# Load packages
# Core
library(tidyverse)
library(tidyquant)
Visualize and compare skewness of your portfolio and its assets.
Choose your stocks.
from 2012-12-31 to 2017-12-31
symbols <- c("UPS", "FDX", "MSFT")
prices <- tq_get(x = symbols,
get = "stock.prices",
from = "2012-12-31",
to = "2017-12-31")
asset_returns_tbl <- prices %>%
group_by(symbol) %>%
tq_transmute(select = adjusted,
mutate_fun = periodReturn,
period = "monthly",
type = "log") %>%
slice(-1) %>%
ungroup()
set_names(c("asset", "date", "returns"))
## asset date returns
## "asset" "date" "returns"
# symbols
symbols <- asset_returns_tbl %>% distinct(symbol) %>% pull()
# weights
weights <- c(0.5, 0.3, 0.2)
weights
## [1] 0.5 0.3 0.2
w_tbl <- tibble(symbols, weights)
w_tbl
## # A tibble: 3 × 2
## symbols weights
## <chr> <dbl>
## 1 FDX 0.5
## 2 MSFT 0.3
## 3 UPS 0.2
portfolio_returns_tbl <- asset_returns_tbl %>%
tq_portfolio(assets_col = symbol,
returns_col = monthly.returns,
weights = w_tbl,
rebalance_on = "months",
col_rename = "returns")
portfolio_returns_tbl
## # A tibble: 60 × 2
## date returns
## <date> <dbl>
## 1 2013-01-31 0.0732
## 2 2013-02-28 0.0353
## 3 2013-03-28 -0.0185
## 4 2013-04-30 0.0218
## 5 2013-05-31 0.0318
## 6 2013-06-28 0.0105
## 7 2013-07-31 0.0126
## 8 2013-08-30 0.0214
## 9 2013-09-30 0.0432
## 10 2013-10-31 0.102
## # … with 50 more rows
portfolio_skew_tiddyquant_builtin_percent <- portfolio_returns_tbl %>%
tq_performance(Ra = returns,
performance_fun = table.Stats) %>%
select(Skewness)
portfolio_skew_tiddyquant_builtin_percent
## # A tibble: 1 × 1
## Skewness
## <dbl>
## 1 -0.179
# Data Transfermation: Calculate Skewness
asset_skewness_tbl <- asset_returns_tbl %>%
group_by(symbol) %>%
summarize(skew = skewness(monthly.returns)) %>%
ungroup() %>%
## Add portfolio skewness
add_row(tibble(symbol = "portfolio",
skew = skewness(portfolio_returns_tbl$returns)))
asset_skewness_tbl
## # A tibble: 4 × 2
## symbol skew
## <chr> <dbl>
## 1 FDX -0.0655
## 2 MSFT 0.0825
## 3 UPS -0.628
## 4 portfolio -0.179
# plot sknewness
asset_skewness_tbl%>%
ggplot(aes(x = symbol, y = skew, color = symbol)) +
geom_point() +
ggrepel::geom_text_repel(aes(label = symbol),
data = asset_skewness_tbl %>%
filter(symbol == "portfolio")) +
labs(y = "skewness")
Is any asset in your portfolio more likely to return extreme positive returns than your portfolio collectively?

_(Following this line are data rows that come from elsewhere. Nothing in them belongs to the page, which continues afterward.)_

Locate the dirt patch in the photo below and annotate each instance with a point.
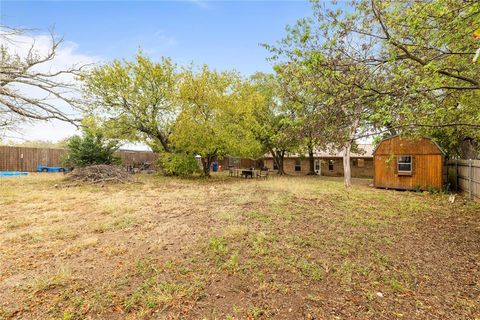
(285, 248)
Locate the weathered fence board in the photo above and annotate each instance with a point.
(464, 175)
(28, 159)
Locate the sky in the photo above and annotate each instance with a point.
(223, 34)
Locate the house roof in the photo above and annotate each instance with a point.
(365, 151)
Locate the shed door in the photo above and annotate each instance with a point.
(318, 167)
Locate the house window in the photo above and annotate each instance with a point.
(330, 164)
(298, 165)
(404, 164)
(360, 163)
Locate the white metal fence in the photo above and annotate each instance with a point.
(464, 175)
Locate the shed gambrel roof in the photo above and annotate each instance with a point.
(408, 139)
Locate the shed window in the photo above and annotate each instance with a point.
(360, 163)
(330, 164)
(298, 165)
(404, 164)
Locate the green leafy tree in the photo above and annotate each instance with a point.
(179, 164)
(326, 81)
(212, 120)
(424, 51)
(90, 149)
(135, 100)
(270, 122)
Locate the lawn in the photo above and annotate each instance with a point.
(227, 248)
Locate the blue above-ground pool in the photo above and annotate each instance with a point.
(12, 173)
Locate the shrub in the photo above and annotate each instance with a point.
(179, 164)
(91, 149)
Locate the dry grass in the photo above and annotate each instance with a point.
(226, 248)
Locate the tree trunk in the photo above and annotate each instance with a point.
(281, 171)
(346, 165)
(311, 162)
(278, 160)
(206, 162)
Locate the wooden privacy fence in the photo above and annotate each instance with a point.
(464, 175)
(28, 159)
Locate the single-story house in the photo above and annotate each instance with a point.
(408, 164)
(328, 163)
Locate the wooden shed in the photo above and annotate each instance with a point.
(408, 164)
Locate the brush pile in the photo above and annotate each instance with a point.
(100, 173)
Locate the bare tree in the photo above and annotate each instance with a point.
(27, 92)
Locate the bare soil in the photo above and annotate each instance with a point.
(228, 248)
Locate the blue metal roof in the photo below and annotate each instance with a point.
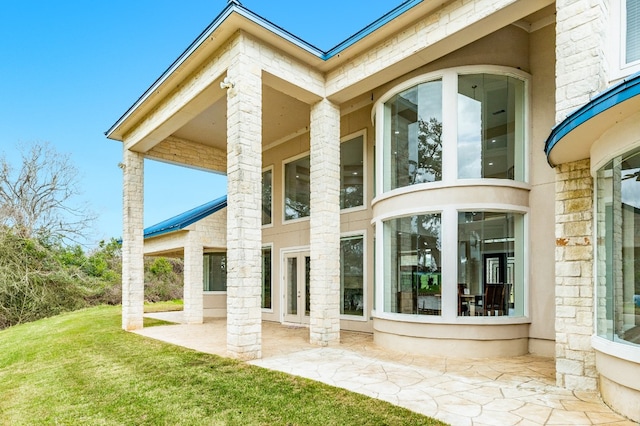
(235, 6)
(185, 219)
(615, 95)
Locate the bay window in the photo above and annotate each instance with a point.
(618, 249)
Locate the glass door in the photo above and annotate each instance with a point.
(297, 268)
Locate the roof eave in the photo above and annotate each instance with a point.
(567, 141)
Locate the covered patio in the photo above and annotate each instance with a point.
(490, 391)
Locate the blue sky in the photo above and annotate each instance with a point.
(69, 69)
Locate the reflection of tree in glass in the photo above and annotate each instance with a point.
(429, 151)
(428, 241)
(295, 209)
(351, 196)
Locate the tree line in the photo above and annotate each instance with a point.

Discuss in terms of skewness. You may also refer to the distribution of returns you plotted in Code along 4.
I have one stock that has a positive skewness. That stock is Microsoft. This means that there is a higher chance that the returns will fall the the positive side of the spectrum.